Date Add / Subtract Calculator

Pick a starting date and time, choose how much to add or subtract, and get the answer immediately. Mix years, months, weeks, days, hours, and minutes in one calculation — useful for working out a deadline, a renewal date, an expiry, or simply "what date is 90 days from now?" The result shows the weekday, your local time, and the ISO 8601 form.

Result
ISO 8601
Difference

How to use the Date Add / Subtract Calculator

Set the starting date & time (it defaults to now), choose Add or Subtract, then fill in any combination of years, months, weeks, days, hours, and minutes. The result updates as you type. Leave fields at zero when you do not need them — to find a date 45 days out, just put 45 in Days.

The headline result is a friendly, readable date including the weekday, which is often the thing you actually care about ("is that renewal on a weekend?"). Below it, the ISO 8601 line gives the machine-readable form you can paste into code or a spreadsheet, and the difference line confirms the total offset in days and hours so you can double-check the math. Use Copy ISO to grab the result.

Order of operations follows the calendar convention: years and months are applied first, then weeks, days, and time. This matters because adding a month is not the same as adding 30 days — see below.

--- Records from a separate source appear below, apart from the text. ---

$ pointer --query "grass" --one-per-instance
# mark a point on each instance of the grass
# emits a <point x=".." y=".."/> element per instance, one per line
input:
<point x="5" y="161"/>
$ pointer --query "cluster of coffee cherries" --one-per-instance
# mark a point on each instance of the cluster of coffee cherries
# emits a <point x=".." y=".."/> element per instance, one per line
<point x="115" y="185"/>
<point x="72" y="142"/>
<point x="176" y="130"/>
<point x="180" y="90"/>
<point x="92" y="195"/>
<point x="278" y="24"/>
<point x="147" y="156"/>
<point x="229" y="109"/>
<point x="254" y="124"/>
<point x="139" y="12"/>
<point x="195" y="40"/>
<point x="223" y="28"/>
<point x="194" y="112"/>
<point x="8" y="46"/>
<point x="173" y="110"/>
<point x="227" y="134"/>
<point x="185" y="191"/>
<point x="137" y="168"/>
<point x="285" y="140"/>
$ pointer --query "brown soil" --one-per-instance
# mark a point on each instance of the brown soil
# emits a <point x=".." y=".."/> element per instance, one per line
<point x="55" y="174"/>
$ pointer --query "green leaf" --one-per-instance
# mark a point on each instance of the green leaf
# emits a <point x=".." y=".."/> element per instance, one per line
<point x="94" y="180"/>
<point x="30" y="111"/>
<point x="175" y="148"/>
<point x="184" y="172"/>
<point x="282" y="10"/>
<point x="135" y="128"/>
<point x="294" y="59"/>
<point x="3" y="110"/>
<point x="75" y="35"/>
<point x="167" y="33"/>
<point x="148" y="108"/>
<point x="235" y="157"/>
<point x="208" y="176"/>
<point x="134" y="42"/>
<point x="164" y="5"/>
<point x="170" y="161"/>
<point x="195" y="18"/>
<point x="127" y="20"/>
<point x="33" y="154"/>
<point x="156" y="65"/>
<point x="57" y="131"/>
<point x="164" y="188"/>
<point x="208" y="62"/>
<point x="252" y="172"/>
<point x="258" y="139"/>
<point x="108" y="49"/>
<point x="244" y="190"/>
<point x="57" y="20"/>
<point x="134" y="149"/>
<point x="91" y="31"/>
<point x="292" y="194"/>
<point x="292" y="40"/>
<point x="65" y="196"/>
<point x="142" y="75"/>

Why month and year math is tricky

Adding days, hours, and minutes is straightforward arithmetic — each is a fixed number of milliseconds. Months and years are different because they have variable length, and that variability creates edge cases every date calculator has to make a decision about. The widely accepted convention, which this tool follows, is to adjust the calendar field directly and then clamp impossible dates back to the end of the month.

The classic example is 31 January plus one month. February has no 31st, so the result clamps to 28 February (or 29 in a leap year) rather than spilling into March. Similarly, 29 February plus one year lands on 28 February of the following, non-leap year. This "clamp" behavior keeps results intuitive: adding a month to a late-month date never skips a month entirely.

Because of this, adding "one month" and adding "30 days" can give different answers, and adding then subtracting the same month is not always a perfect round trip. That is not a bug — it is the nature of a calendar where months differ in length. When exactness matters (billing periods, legal deadlines), decide deliberately whether you mean calendar months or a fixed number of days, and use the corresponding field here.

Common use cases

  • Deadlines and SLAs. Add a notice period or response window to a start date to find the due date, weekday included.
  • Renewals and trials. Work out when a 14-day trial ends or an annual subscription renews.
  • Backdating. Subtract a retention window to find the cutoff date for deleting old records.
  • Project planning. Add weeks to a kickoff date to sketch milestones without opening a calendar app.

Frequently asked questions

Is adding one month the same as adding 30 days?

No. Adding a month changes the calendar month and keeps the day where possible, while adding 30 days is a fixed offset. They differ in any month that is not 30 days long.

What happens with January 31 plus one month?

It clamps to the last valid day of February (the 28th, or 29th in a leap year) rather than overflowing into March, which is the standard, least-surprising behavior.

Does it handle daylight saving time?

Calendar fields (years, months, days) are added on the local calendar, and the readable result reflects your local time. Hour and minute offsets are exact durations.

Can I combine units in one calculation?

Yes. Fill in any mix of years, months, weeks, days, hours, and minutes, and they are all applied together in calendar order.